A coordenadora de Políticas Educacionais do Todos pela Educação, Natália Fregonesi, enfatiza a importância de um regime de colaboração entre União, estados e municípios. A expansão das creches deve ser orientada pela demanda real, priorizando a equidade na oferta e garantindo a qualidade do atendimento.
Desigualdades Persistentes
As disparidades no acesso à educação infantil são evidentes, especialmente entre diferentes grupos socioeconômicos e étnicos. Em 2025, 14,2% das crianças brancas e amarelas estavam fora da escola, enquanto o percentual subia para 19,6% entre crianças pretas, pardas e indígenas.
Além disso, a renda familiar influencia diretamente o acesso à educação. Entre os 20% mais pobres, 24,2% das crianças não estavam matriculadas, comparado a apenas 6,4% entre os 20% mais ricos. Essa realidade exige uma abordagem mais focada para superar as barreiras que impedem o acesso à educação infantil.
Motivos para a Não Frequência
Um estudo do Todos pela Educação revelou que a principal razão para a não frequência em creches é a opção dos pais, com 64,1% das crianças de 0 a 1 ano e 57,1% das de 2 a 3 anos fora da escola por decisão familiar. É fundamental que o poder público informe as famílias sobre os benefícios da educação infantil para o desenvolvimento das crianças.

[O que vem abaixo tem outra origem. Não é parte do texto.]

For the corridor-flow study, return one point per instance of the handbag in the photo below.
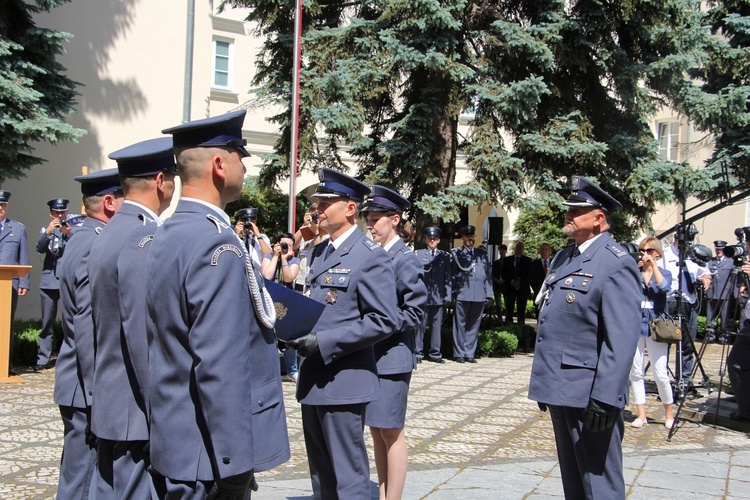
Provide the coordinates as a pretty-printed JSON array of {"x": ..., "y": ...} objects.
[{"x": 665, "y": 329}]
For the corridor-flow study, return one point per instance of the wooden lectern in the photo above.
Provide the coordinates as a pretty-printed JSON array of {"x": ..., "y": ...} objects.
[{"x": 7, "y": 273}]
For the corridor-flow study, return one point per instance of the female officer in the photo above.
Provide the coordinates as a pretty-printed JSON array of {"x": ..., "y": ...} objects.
[{"x": 395, "y": 354}]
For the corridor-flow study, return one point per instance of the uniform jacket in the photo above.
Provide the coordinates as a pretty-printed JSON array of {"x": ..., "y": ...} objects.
[
  {"x": 217, "y": 407},
  {"x": 14, "y": 249},
  {"x": 472, "y": 277},
  {"x": 522, "y": 273},
  {"x": 437, "y": 275},
  {"x": 117, "y": 274},
  {"x": 588, "y": 327},
  {"x": 357, "y": 285},
  {"x": 396, "y": 353},
  {"x": 52, "y": 247},
  {"x": 720, "y": 272},
  {"x": 74, "y": 369}
]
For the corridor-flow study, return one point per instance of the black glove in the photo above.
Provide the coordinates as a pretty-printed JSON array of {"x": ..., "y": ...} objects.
[
  {"x": 599, "y": 416},
  {"x": 233, "y": 487},
  {"x": 306, "y": 345},
  {"x": 89, "y": 437}
]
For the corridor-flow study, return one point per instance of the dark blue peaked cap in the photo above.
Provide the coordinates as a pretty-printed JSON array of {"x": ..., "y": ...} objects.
[
  {"x": 585, "y": 193},
  {"x": 217, "y": 131},
  {"x": 99, "y": 183},
  {"x": 146, "y": 158},
  {"x": 382, "y": 199},
  {"x": 58, "y": 204},
  {"x": 334, "y": 184},
  {"x": 432, "y": 232}
]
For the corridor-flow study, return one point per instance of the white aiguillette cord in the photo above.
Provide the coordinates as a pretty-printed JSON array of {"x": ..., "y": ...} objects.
[{"x": 261, "y": 299}]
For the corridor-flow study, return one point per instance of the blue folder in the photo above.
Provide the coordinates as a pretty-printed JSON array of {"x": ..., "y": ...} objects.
[{"x": 296, "y": 315}]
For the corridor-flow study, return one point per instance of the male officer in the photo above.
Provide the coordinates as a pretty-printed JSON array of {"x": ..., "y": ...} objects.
[
  {"x": 14, "y": 249},
  {"x": 719, "y": 293},
  {"x": 51, "y": 244},
  {"x": 217, "y": 408},
  {"x": 472, "y": 289},
  {"x": 74, "y": 370},
  {"x": 516, "y": 276},
  {"x": 589, "y": 325},
  {"x": 437, "y": 278},
  {"x": 354, "y": 277},
  {"x": 118, "y": 301}
]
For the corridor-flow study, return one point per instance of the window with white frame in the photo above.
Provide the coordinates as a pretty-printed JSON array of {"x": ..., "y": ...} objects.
[
  {"x": 222, "y": 68},
  {"x": 668, "y": 134}
]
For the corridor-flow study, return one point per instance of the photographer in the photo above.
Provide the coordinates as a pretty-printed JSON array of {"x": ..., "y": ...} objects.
[
  {"x": 282, "y": 267},
  {"x": 305, "y": 239},
  {"x": 246, "y": 227},
  {"x": 738, "y": 361}
]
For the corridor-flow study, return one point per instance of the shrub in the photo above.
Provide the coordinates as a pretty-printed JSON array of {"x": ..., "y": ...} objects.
[{"x": 499, "y": 342}]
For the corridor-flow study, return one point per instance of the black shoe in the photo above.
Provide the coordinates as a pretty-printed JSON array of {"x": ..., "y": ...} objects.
[{"x": 735, "y": 415}]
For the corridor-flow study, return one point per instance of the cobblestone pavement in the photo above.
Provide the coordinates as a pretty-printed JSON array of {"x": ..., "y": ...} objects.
[{"x": 470, "y": 428}]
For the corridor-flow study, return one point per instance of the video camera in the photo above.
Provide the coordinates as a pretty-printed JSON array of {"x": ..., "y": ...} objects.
[{"x": 739, "y": 250}]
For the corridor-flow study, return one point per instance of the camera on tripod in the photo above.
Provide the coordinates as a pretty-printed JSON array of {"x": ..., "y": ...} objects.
[{"x": 740, "y": 249}]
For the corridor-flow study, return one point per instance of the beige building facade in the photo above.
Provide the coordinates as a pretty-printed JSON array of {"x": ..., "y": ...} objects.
[{"x": 139, "y": 73}]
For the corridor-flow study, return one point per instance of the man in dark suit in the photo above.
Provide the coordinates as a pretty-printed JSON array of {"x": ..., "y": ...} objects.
[
  {"x": 472, "y": 290},
  {"x": 437, "y": 278},
  {"x": 516, "y": 276},
  {"x": 74, "y": 370},
  {"x": 217, "y": 408},
  {"x": 720, "y": 294},
  {"x": 117, "y": 275},
  {"x": 51, "y": 244},
  {"x": 353, "y": 276},
  {"x": 14, "y": 249},
  {"x": 498, "y": 284},
  {"x": 589, "y": 325}
]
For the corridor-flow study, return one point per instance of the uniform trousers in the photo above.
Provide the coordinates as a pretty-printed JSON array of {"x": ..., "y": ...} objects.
[
  {"x": 466, "y": 320},
  {"x": 122, "y": 470},
  {"x": 336, "y": 451},
  {"x": 50, "y": 298},
  {"x": 738, "y": 367},
  {"x": 590, "y": 462},
  {"x": 657, "y": 353},
  {"x": 433, "y": 316},
  {"x": 78, "y": 459}
]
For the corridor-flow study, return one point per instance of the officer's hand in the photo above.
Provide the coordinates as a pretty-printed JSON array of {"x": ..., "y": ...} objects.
[
  {"x": 599, "y": 416},
  {"x": 89, "y": 437},
  {"x": 306, "y": 345},
  {"x": 233, "y": 487}
]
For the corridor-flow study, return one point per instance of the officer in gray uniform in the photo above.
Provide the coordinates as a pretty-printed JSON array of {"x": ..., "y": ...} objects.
[
  {"x": 437, "y": 277},
  {"x": 472, "y": 290},
  {"x": 589, "y": 325},
  {"x": 74, "y": 370},
  {"x": 217, "y": 408},
  {"x": 353, "y": 276},
  {"x": 14, "y": 249},
  {"x": 51, "y": 244},
  {"x": 117, "y": 275},
  {"x": 719, "y": 293}
]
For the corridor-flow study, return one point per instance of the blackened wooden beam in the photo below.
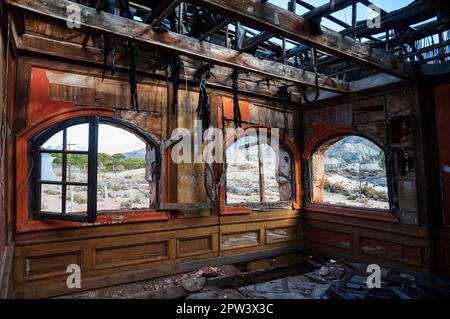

Outro fator significativo é a falta de creches e vagas disponíveis. Em 2025, 28,1% das crianças de 0 a 1 ano e 33,4% das de 2 a 3 anos estavam fora da escola devido a essa limitação. As regiões Norte e Nordeste são as mais afetadas, destacando a necessidade de investimentos direcionados para melhorar a infraestrutura educacional.
Compromisso com a Educação Infantil
Para garantir o acesso universal à educação infantil, o Ministério da Educação (MEC) lançou o Compromisso Nacional pela Qualidade e Equidade na Educação Infantil (Conaquei). Este programa visa expandir a oferta de vagas e promover a permanência das crianças na escola.
Nos próximos anos, mais de R$ 406 milhões serão investidos em estados e municípios que aderirem ao compromisso. As ações do Conaquei são essenciais para enfrentar os desafios atuais e garantir que todas as crianças tenham a oportunidade de acessar uma educação de qualidade desde a primeira infância.